ROS2 input also exists in the code when the binary is built with HAS_ROS2, but for this walkthrough treat it as build-dependent. A good learning order is keyboard -> gamepad -> zmq -> manager. Do not start with manager if you do not yet know whether the individual mode works.

Keyboard sim2sim example:

bash deploy.sh sim \
  --input-type keyboard \
  --output-type zmq

ZMQ manager with debug output:

bash deploy.sh sim \
  --input-type zmq_manager \
  --output-type all \
  --zmq-host localhost

For output, the code creates a ZMQ output interface when --output-type zmq or all is selected. ROS2 output is created when --output-type ros2 or all is selected, but only if the binary is built with ROS2 support. If you pass ros2 in a build without ROS2, validation or interface creation will depend on the compile flag.

8. ZMQ output and visualize_motion.py

zmq_output_handler.hpp publishes through one ZMQ PUB socket. The default output port is 5557 and the default topic is g1_debug. The message is not JSON; it is a msgpack payload prefixed by the topic string:

[topic_prefix][msgpack payload]

The payload includes state and visualization fields:

Group Example keys
Metadata control_loop_type, index, ros_timestamp
IMU/base base_quat, base_ang_vel, body_torso_quat
Joint state body_q, body_dq, hand q/dq
Action last_action, hand actions
Encoder token_state
Target visualization base_trans_target, base_quat_target, body_q_target
Measured visualization base_trans_measured, base_quat_measured, body_q_measured
VR vr_3point_position, vr_3point_orientation, vr_3point_compliance

The socket options are selected for a control loop: send high-water mark 10, send buffer 32 KB, linger 0, and non-blocking sends. If a subscriber is slow, the system drops old messages rather than stalling the robot. That is the right tradeoff for debug telemetry: motor command timing is more important than a GUI receiving every frame.

visualize_motion.py is the subscriber and viewer.
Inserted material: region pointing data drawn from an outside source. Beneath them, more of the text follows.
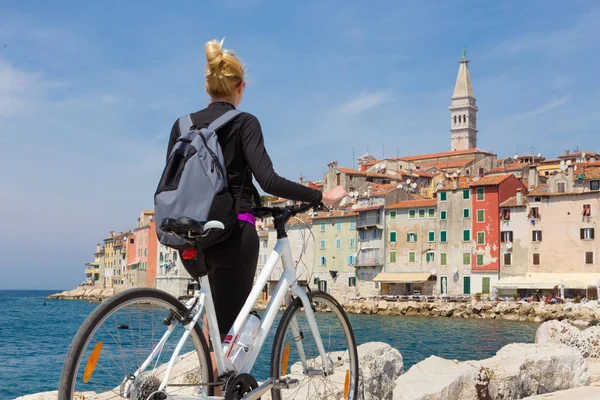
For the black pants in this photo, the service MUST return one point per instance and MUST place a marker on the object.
(231, 266)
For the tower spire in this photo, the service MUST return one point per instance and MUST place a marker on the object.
(463, 109)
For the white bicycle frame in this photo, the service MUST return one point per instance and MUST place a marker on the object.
(286, 286)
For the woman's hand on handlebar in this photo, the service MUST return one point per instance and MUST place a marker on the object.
(333, 197)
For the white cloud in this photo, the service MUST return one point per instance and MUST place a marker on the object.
(362, 103)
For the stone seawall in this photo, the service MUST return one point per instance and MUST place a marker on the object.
(579, 314)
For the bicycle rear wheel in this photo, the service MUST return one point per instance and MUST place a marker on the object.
(295, 356)
(116, 339)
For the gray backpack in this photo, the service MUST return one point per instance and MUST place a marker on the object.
(194, 183)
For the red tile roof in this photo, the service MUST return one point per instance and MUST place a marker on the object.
(413, 204)
(350, 171)
(335, 214)
(443, 154)
(447, 164)
(367, 208)
(512, 202)
(487, 180)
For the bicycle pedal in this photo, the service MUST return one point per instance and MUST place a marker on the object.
(286, 383)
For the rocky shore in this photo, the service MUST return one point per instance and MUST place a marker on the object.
(582, 315)
(562, 364)
(92, 294)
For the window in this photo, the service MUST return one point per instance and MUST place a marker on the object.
(431, 237)
(586, 233)
(466, 284)
(466, 258)
(430, 256)
(506, 236)
(480, 215)
(534, 213)
(443, 237)
(587, 210)
(466, 235)
(480, 194)
(481, 237)
(485, 285)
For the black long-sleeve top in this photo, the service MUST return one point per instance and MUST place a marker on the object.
(244, 152)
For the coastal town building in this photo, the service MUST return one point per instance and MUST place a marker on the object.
(463, 110)
(411, 260)
(336, 238)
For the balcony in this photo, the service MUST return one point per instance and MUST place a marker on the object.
(368, 261)
(368, 221)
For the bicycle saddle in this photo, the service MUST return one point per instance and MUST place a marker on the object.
(185, 225)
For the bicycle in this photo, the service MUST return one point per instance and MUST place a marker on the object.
(107, 360)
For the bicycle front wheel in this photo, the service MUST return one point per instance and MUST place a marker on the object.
(106, 356)
(295, 361)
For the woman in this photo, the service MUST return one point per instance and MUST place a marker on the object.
(231, 264)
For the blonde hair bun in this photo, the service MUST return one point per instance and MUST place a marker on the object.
(223, 70)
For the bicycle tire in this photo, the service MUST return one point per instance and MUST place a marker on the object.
(280, 335)
(98, 316)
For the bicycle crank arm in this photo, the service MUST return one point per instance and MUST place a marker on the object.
(259, 391)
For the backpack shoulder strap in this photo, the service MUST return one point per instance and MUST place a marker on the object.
(185, 124)
(223, 119)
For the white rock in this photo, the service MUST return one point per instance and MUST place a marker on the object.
(380, 366)
(586, 341)
(519, 370)
(437, 379)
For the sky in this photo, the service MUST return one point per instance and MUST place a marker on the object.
(90, 90)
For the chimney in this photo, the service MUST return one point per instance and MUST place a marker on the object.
(532, 177)
(519, 197)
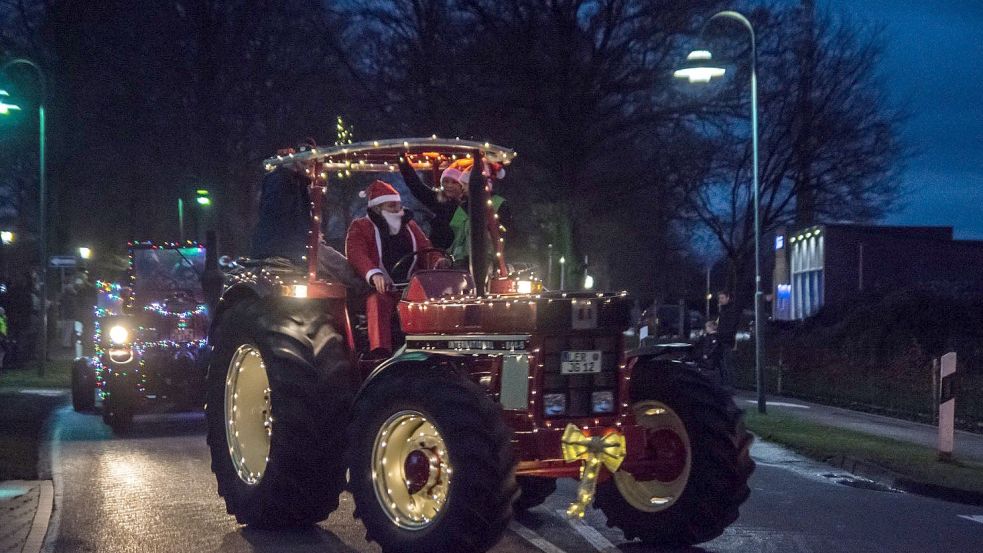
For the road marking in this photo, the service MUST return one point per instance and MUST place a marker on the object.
(534, 538)
(590, 534)
(780, 404)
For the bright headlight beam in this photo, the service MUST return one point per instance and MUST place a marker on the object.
(118, 334)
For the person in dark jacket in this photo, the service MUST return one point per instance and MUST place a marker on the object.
(709, 348)
(283, 225)
(728, 319)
It supports three input modes:

python visualize_motion.py --motion_dir reference/example/
python visualize_motion.py --csv_path some_motion.csv
python visualize_motion.py \
  --realtime_debug_url tcp://localhost:5557 \
  --realtime_debug_topic g1_debug

In realtime mode, the script subscribes to the topic, unpacks msgpack, then updates a dictionary containing target pose, measured pose, VR 3-point data, and motor temperatures if present. It then uses the MuJoCo viewer to render multiple overlays: target robot, measured robot, reference or ghost robot, and a temperature visualization robot. If the target walks one trajectory while measured state lags or diverges, that is a signal to inspect the policy, planner, observations, or robot state.

Bimanual teleoperation through SONIC, showing why the debug stream needs body, hands, and VR targets - source: NVlabs/GR00T-WholeBodyControl repo
Bimanual teleoperation through SONIC, showing why the debug stream needs body, hands, and VR targets - source: NVlabs/GR00T-WholeBodyControl repo

9. A beginner debug checklist

When deployment does not run, debug in a straight line:

  1. Did deploy.sh resolve the correct interface? Sim should use loopback; real should use the robot network.
  2. Is TensorRT_ROOT set to the expected version? NVlabs lists specific versions for desktop and Jetson.
  3. Do model_decoder.onnx, model_encoder.onnx, observation_config.yaml, and planner_sonic.onnx come from the same release or export?
  4. Is --cp a prefix? Use policy/release/model, not policy/release/model_decoder.onnx.
  5. Does the policy input tensor have name obs_dict and output tensor have name action?
  6. Does the encoder input tensor have name obs_dict and output tensor have name encoded_tokens?
  7. Does the observation dimension log match the model input dimension?
  8. Does the planner path include V0, V1, or V2? The code infers planner version from the path.
  9. If using ZMQ, do publisher and subscriber agree on host, port, and topic?
  10. If the visualization stays blank, check --output-type zmq|all and run visualize_motion.py --realtime_debug_url tcp://localhost:5557.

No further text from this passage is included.